ResNet18.tv_in1k Model
Property | Value |
---|---|
Parameter Count | 11.7M |
License | BSD-3-Clause |
Framework | PyTorch/timm |
Paper | Deep Residual Learning for Image Recognition |
Top-1 Accuracy | 69.76% |
What is resnet18.tv_in1k?
ResNet18.tv_in1k is a ResNet-B architecture model designed for image classification tasks. It's the TorchVision implementation of the original ResNet-18 architecture, trained on the ImageNet-1k dataset.
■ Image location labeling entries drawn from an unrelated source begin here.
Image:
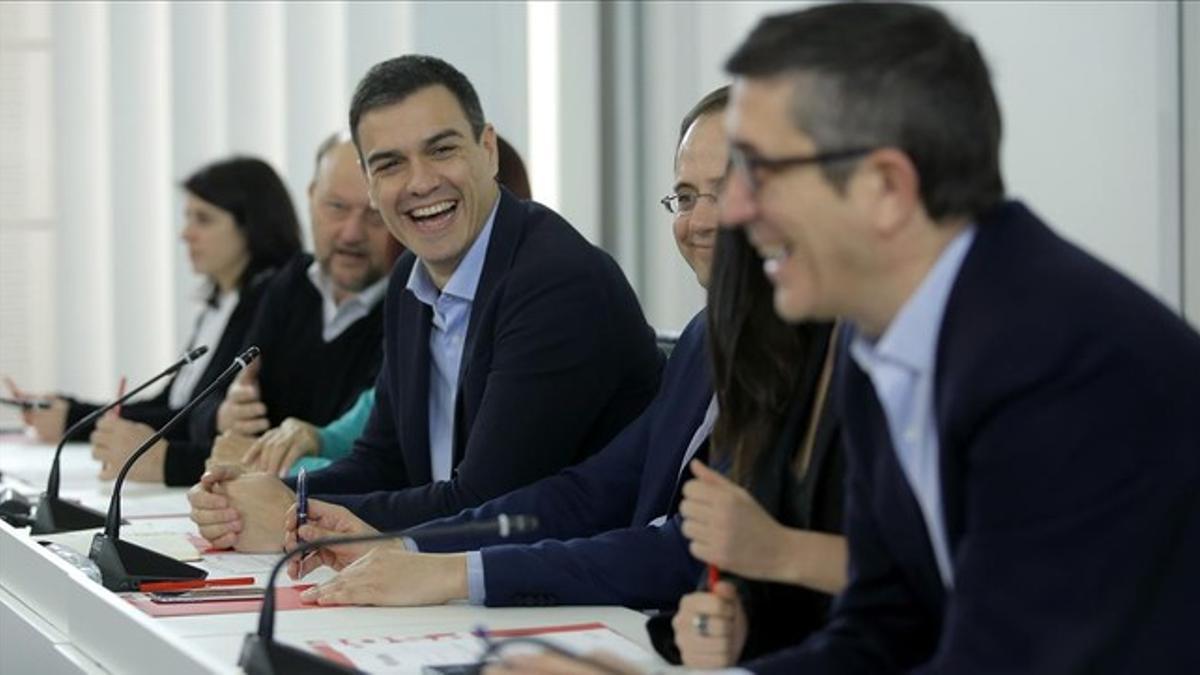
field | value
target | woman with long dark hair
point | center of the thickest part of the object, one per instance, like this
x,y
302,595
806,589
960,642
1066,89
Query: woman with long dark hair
x,y
773,526
239,226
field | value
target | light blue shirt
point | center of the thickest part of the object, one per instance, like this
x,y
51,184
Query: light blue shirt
x,y
901,366
451,315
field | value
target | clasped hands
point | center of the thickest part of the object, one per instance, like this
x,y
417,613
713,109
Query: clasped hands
x,y
257,513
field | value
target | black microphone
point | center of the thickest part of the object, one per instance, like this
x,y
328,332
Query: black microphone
x,y
261,655
57,515
125,566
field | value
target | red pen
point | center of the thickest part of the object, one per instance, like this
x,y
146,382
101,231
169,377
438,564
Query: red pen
x,y
192,584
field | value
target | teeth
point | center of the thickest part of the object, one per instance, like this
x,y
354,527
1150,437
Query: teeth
x,y
432,209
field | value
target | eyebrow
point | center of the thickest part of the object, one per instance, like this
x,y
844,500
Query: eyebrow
x,y
390,154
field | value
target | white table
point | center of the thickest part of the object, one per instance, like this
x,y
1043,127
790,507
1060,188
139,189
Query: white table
x,y
53,619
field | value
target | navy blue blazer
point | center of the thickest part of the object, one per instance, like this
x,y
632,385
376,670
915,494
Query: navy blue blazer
x,y
558,358
595,547
1068,412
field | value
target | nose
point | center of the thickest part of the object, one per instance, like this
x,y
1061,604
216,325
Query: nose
x,y
421,179
737,203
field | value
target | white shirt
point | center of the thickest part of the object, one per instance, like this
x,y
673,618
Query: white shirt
x,y
339,317
901,368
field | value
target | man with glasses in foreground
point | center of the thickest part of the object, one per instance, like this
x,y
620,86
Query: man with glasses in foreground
x,y
609,527
1024,446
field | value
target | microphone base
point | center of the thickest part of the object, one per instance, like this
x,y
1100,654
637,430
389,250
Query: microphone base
x,y
54,514
125,566
268,657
This model represents a balanced approach between computational efficiency and performance, featuring 11.7M parameters and achieving 69.76% top-1 accuracy.
Implementation Details
The model implements the ResNet-B architecture with several key technical features:
- ReLU activation functions throughout the network
- Single layer 7x7 convolution with pooling
- 1x1 convolution shortcut downsample paths
- Input image size of 224x224 pixels
- 1.8 GMACs computational requirement
- 2.5M activation parameters
Core Capabilities
- Image Classification: Primary function for 1000-class ImageNet classification
- Feature Extraction: Can be used as a backbone for downstream tasks
- Embedding Generation: Capable of producing image embeddings for various applications
- Real-time Processing: Relatively lightweight architecture suitable for production deployments
Frequently Asked Questions
Q: What makes this model unique?
This model represents the standard TorchVision implementation of ResNet-18, offering a good balance between model size and performance. It's particularly notable for its efficient architecture and widespread compatibility with PyTorch ecosystems.
Q: What are the recommended use cases?
The model is well-suited for general image classification tasks, transfer learning applications, and as a feature extractor for computer vision pipelines. It's particularly effective when computational resources are limited but reasonable performance is required.